3 Myths

Having consulted with hundreds of clients over the years, I have learned that there are many popular misconceptions about divorce. Acting on misinformation can result in long-term, unintended consequences for your family. I’ll address three such myths here:

Myth #1: “Serving papers on my spouse will give me a strategic advantage.” Contrary to popular belief, the serving of divorce papers has a very limited effect upon the legal proceeding itself. Doing so can, however, have a profound impact upon the tone of the negotiations to follow. In the Collaborative divorce process, we always use a joint petition, which is signed by both parties and their attorneys at the first joint meeting. Starting the process in this way reflects the parties’ mutual respect for one another and allows them to maintain control over the pace and content of settlement discussions. Myth #2: “Our kids have no idea we’re going to divorce.” As adults we often underestimate the wisdom of children. Even very young children pick up on body language, facial expressions, and tone of voice. They notice how mom and dad talk (or don’t talk) to each other. They have friends at school whose parents are divorced. Working with a child specialist to create a “we statement” is a thoughtful way to jointly inform your kids that you have decided to become unmarried. But don’t be surprised if they already have suspicions. Myth #3: “The sooner the divorce can be final, the better.” While no one wants to linger in the throes of divorce longer than necessary, moving too quickly can be dangerous. It may take some time for one spouse to “catch up” emotionally in order to meaningfully participate in settlement discussions. Creating a parenting plan focused on the children’s needs often requires some trial and error. It’s impossible to know whether a particular schedule will work until you’ve lived it, at least for a while. Financial decisions made in divorce have long-term consequences for the entire family and should not be finalized until thoughtful evaluation of all options has taken place. The best way to get accurate information about divorce process options is to consult with an experienced family law attorney. Feel free to contact me if you’d like to know more.

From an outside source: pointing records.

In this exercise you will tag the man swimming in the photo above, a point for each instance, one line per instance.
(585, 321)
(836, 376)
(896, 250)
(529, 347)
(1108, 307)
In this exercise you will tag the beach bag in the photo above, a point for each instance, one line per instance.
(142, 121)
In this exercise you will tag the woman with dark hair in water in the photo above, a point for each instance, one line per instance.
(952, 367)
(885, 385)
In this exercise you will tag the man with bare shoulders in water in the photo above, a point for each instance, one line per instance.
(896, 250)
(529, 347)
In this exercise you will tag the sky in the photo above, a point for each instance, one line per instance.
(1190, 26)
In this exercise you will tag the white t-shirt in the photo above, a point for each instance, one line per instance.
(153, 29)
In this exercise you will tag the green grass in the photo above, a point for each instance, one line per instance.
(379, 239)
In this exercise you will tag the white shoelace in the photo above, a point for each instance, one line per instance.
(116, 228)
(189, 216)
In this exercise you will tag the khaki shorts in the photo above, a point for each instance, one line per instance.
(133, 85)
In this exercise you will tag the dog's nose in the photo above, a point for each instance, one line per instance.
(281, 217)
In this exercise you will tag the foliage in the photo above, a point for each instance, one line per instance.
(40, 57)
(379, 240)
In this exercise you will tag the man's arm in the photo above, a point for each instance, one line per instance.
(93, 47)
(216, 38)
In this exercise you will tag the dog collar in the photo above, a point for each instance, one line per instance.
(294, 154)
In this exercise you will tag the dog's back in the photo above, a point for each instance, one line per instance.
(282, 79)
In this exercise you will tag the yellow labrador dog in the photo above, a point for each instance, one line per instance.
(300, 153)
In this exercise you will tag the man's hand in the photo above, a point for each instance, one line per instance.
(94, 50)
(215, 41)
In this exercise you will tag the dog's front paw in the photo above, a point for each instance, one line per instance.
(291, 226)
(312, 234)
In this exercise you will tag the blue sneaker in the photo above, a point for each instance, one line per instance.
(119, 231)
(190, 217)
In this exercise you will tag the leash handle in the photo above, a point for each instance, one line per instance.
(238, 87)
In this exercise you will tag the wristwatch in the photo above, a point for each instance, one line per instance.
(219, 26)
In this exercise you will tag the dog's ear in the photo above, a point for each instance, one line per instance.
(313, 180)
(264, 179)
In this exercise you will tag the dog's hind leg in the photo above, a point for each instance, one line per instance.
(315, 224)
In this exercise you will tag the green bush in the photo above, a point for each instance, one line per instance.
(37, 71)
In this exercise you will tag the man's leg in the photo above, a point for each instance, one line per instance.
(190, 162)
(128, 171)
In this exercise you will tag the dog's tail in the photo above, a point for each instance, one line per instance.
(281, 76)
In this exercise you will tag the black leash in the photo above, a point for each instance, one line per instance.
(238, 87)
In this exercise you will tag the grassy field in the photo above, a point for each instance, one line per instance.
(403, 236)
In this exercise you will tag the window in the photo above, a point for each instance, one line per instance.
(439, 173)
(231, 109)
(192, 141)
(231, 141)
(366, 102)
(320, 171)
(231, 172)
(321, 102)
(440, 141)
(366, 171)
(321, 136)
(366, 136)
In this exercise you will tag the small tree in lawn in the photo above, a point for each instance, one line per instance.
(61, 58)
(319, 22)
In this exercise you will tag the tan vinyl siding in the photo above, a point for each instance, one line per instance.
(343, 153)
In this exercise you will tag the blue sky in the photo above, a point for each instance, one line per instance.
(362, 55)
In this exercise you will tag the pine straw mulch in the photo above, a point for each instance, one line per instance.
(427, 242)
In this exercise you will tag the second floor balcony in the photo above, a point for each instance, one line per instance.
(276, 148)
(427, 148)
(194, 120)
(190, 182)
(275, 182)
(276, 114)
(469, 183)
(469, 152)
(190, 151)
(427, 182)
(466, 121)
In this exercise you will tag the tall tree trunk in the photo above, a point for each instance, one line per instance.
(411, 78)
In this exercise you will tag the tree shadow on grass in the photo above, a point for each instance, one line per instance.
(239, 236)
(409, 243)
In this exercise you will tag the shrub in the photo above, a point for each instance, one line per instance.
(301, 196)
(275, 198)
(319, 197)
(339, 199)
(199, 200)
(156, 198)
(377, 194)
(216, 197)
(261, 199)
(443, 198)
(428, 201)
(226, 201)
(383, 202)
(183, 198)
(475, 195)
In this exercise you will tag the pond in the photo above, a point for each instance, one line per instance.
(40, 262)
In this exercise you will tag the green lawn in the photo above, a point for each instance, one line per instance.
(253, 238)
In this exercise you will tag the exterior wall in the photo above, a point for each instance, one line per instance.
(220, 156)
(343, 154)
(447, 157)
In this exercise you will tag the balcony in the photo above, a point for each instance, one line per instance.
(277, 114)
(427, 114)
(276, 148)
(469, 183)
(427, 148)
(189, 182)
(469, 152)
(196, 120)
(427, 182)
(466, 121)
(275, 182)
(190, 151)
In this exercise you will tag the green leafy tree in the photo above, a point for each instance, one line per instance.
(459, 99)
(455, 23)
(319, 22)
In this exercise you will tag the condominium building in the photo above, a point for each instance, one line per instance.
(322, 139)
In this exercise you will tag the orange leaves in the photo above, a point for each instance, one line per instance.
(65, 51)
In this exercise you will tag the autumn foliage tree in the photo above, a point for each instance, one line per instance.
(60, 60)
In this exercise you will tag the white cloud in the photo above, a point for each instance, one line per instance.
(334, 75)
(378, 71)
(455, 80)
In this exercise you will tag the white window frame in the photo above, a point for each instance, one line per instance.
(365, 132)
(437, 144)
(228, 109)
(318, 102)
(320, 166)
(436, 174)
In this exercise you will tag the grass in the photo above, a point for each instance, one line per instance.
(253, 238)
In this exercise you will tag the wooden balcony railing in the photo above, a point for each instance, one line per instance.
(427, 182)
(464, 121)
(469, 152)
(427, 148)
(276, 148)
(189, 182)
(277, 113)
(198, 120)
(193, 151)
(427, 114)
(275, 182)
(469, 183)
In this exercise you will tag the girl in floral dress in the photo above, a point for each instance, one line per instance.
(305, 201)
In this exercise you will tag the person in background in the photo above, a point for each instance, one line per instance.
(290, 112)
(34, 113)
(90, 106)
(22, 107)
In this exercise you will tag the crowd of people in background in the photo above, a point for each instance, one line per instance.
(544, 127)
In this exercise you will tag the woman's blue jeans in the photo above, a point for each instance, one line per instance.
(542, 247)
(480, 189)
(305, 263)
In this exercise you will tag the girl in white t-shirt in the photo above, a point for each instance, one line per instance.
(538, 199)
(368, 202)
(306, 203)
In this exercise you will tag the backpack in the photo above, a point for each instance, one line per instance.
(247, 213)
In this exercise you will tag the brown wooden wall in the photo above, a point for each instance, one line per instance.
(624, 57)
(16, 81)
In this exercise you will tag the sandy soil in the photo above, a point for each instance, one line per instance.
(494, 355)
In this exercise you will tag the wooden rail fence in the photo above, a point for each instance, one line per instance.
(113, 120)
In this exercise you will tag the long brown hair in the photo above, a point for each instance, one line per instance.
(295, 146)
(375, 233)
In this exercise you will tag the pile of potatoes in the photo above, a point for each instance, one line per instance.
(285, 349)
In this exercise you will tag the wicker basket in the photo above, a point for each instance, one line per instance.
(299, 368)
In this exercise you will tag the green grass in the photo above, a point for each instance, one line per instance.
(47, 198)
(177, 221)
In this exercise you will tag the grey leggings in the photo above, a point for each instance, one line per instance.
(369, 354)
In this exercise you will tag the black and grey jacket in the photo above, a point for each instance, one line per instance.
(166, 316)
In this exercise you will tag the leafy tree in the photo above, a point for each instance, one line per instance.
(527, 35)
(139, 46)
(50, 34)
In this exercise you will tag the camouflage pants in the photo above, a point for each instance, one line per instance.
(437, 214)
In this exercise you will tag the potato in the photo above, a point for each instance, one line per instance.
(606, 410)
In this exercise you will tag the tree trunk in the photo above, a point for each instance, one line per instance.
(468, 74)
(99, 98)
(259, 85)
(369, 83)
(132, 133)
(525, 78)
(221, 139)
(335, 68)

What are the stories that adult children of divorced parents have to tell?  This was the question that sparked an incredible project by photographer Karen Klein, culminating in two Broken Circle books. Karen interviewed young adults in the U.S. and Dominican Republic asking two questions: how was your life affected by your parents’ divorce at the time it happened, and how has their divorce affected your plans for the future?  The responses from the participants are authentic, heartfelt and eloquent, and the candid photographs accompanying the text add a valuable dimension to the stories. Not surprisingly, many of the stories have raw and painful edges. Divorce is extremely difficult for children. The young adults in the Broken Circle project who experienced feelings of abandonment and loss, or those for whom parental conflict was high or remains active are still struggling to find equilibrium and a sense of emotional security. Many participants acknowledged to Karen that this was the first time they could remember having the opportunity to talk about how they felt about the divorce.  Their participation in the project was cathartic and healing. However, what is hopeful is that not all the stories were negative or bleak.  The young adults whose parents had divorced in a respectful or amicable way, and those whose parents were on friendly terms as co-parents tended to express acceptance, balance and hope for the future. It also seemed these young adults had not experienced the divorce as a taboo subject for discussion while growing up. Collaborative Team Practice is a way to divorce with dignity and respect. The process helps a divorcing couple make a successful transition to effective co-parenting through advocacy from skilled and compassionate Collaborative attorneys and expert support from a Neutral Coach. The Neutral Child Specialist on the team ensures that children’s voices will be heard in a safe way, and that children will experience support at a critical juncture in their lives.  The Neutral Financial Professional helps divorcing parents create financial resolutions tailored to meet their specific needs as the family restructures. Though the family circle will not be the same, Collaborative Team Practice can help ensure that the new family constellation is not “broken” but transformed so children’s stories in the future will primarily be those of hope.